Twenty-three participants were scanned using functional magnetic resonance imaging (fMRI) which reveals real-time changes in brain function as they evaluated complex multi-outcome lotteries. The problems involved real monetary gains and losses – something akin to the universe of factors that someone buying a car must consider, for example. When faced with each problem, the participant chose among ways to improve their lottery chances, such as reducing the worst possible loss.
This study was a collaboration between neuroscientists and decision making experts at the Fuqua School of Business at Duke.
"Our goal was to come up with a risky decision task that would both discriminate between alternative models of choice and represent something that often happens when people allocate scarce resources to make a risky choice more attractive," said John W. Payne, Ph.D., the Joseph J. Ruvane, Jr.
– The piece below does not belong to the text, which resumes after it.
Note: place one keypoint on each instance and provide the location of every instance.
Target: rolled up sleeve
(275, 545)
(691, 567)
Professor of Business. "It was also nice that the task is complex enough to relate to 'real-world' decisions but simple enough to be studied using functional MRI."
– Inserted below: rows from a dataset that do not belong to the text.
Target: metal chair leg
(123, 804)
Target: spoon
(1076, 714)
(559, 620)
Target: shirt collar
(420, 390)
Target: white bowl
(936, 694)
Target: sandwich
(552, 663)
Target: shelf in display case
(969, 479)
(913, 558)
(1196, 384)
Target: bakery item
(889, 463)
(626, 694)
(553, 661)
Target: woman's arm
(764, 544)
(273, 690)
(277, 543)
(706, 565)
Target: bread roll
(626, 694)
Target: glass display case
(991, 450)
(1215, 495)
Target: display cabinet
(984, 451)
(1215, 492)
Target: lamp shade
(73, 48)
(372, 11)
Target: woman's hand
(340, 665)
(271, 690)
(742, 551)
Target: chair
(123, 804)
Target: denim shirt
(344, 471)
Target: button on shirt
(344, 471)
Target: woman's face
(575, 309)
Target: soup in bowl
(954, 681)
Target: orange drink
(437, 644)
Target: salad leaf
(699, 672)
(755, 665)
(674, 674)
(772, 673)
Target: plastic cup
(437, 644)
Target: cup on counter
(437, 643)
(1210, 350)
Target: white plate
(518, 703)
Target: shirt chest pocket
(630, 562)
The study showed that the brain regions classically associated with "rational" processing, notably the lateral prefrontal cortex, were most active when subjects used a simplifying strategy inconsistent with traditional rational-choice models.
"This result suggests that it was the type of computation that the participants were doing at any given time that activates a brain region, not whether the thought process is rational or irrational," said lead author Vinod Venkatraman, from the Department of Psychology and Neuroscience at Duke.
The finding "argues strongly against the commonly held notion that there are 'rational' and 'irrational' parts of the brain,'" Huettel added.